Discontent doesn’t just block ads and tracking scripts. It blocks everything. It’s tagline is, “Stop distracting yourself with marginally informative blog posts and start living.”
While it at first might seem like a joke, Discontent can actually serve a serious purpose. If you constantly procrastinate using an iPhone, it can make it that little bit harder making Safari useless.
Internet comments are the worst. You can watch a wonderful YouTube video and then scroll down and enter a world of hate and typos. Shut Up is a Content Blocker that solves that problem by hiding comments everywhere. You can even whitelist sites, like Tuts+, that has great commenters.
Installing and Using a Content Blocker
Content Blockers fade into the background once you’re using them. If they’re doing their job, you shouldn’t notice them. They’re not something you have to actively use each time.
The process for installing all Content Blockers is the same.
First, navigate to the App Store and download the Content Blocker you want to install. When it’s downloaded, head to the Settings app. Tap on the Safari button and then on Content Blockers.

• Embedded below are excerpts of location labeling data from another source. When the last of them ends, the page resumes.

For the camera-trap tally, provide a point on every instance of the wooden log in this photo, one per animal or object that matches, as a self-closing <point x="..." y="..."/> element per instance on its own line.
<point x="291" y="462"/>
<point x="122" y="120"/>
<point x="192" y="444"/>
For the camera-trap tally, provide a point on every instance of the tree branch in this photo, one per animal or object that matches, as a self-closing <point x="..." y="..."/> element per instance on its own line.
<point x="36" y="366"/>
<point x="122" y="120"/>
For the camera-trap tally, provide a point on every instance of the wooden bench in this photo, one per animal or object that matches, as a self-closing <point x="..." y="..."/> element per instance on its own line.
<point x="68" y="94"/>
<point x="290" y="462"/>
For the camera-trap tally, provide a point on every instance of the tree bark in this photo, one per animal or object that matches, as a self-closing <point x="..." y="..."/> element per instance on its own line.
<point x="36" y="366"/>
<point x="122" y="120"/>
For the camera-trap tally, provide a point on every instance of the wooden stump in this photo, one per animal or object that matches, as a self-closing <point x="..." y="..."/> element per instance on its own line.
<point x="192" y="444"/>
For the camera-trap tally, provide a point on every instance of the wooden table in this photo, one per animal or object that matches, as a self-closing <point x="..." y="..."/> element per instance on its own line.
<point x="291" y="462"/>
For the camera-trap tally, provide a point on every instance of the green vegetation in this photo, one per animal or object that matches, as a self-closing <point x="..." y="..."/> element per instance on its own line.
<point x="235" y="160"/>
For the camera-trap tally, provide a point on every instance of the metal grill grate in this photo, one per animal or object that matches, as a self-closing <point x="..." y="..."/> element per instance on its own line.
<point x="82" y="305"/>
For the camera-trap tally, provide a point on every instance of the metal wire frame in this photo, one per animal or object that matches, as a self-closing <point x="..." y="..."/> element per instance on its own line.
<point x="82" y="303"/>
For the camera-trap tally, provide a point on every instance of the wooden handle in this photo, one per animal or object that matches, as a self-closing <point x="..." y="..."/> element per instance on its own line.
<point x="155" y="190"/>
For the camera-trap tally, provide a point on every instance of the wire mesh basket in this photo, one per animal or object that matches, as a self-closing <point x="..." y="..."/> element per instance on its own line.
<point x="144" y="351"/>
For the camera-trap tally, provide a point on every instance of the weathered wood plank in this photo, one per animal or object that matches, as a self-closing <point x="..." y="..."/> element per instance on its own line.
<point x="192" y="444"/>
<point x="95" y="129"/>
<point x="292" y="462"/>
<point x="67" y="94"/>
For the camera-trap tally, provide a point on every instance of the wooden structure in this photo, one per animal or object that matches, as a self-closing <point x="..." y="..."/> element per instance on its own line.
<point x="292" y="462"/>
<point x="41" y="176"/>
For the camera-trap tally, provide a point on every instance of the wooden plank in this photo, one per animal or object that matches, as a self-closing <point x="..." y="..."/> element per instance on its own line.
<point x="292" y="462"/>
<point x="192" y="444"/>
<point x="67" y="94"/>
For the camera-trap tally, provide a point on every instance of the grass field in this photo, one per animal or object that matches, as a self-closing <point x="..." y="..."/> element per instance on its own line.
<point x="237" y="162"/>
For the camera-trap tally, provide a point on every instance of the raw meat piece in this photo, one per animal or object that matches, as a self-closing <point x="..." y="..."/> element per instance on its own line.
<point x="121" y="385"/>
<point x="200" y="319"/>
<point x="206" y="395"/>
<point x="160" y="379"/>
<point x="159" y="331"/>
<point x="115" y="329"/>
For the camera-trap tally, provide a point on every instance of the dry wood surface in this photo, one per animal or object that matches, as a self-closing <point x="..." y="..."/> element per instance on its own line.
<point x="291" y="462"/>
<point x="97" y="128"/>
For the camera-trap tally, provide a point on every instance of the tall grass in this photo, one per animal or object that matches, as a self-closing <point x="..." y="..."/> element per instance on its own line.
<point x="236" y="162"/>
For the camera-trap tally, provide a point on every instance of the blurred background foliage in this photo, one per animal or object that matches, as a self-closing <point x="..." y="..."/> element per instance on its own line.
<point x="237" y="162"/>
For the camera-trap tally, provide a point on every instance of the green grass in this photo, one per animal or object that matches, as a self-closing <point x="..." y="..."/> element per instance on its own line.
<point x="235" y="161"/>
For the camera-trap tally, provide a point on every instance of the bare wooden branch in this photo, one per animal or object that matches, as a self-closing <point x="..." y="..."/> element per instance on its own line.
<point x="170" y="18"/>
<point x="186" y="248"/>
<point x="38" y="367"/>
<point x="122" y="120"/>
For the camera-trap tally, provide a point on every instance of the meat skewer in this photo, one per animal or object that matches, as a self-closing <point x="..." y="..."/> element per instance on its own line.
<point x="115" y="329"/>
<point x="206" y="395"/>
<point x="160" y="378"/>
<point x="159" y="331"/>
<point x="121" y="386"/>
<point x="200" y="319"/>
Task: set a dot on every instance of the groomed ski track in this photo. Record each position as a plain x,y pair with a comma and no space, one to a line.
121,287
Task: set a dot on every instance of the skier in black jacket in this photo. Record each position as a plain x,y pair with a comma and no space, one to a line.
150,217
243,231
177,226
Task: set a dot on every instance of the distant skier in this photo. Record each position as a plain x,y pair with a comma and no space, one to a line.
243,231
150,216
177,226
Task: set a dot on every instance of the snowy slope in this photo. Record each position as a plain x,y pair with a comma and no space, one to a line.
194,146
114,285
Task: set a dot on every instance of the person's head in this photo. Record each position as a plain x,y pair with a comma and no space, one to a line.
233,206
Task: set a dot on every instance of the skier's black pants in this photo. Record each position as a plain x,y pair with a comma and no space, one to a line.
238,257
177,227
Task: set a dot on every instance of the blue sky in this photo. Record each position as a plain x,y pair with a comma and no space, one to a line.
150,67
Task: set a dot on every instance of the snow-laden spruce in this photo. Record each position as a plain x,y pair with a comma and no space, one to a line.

Turn on any Content Blockers you want active. With that done, Safari will start using your chosen Content Blockers whenever you load a website.
Content Blockers with additional features, like Purify, can be configured from their respective app. You can also control most Content Blockers from Safari’s Extensions menu.
To reload a site without Content Blockers, hold down on the Refresh icon in Safari. You will be presented with the option to Reload Without Content Blockers.
Content Blockers are new in iOS 9. They selectively block Safari from loading resources from specific sites. While ad blockers are the most popular, there are other content blockers available.
Blocking unnecessary content can significantly speed up your browsing while using less mobile data. Unfortunately, unnecessary content normally includes ads which introduces a moral dimension to the decision.
This tutorial has featured a small handful of the Content Blockers available. If you use one that I haven’t mentioned, please let me know what it is and why you use it in the comments.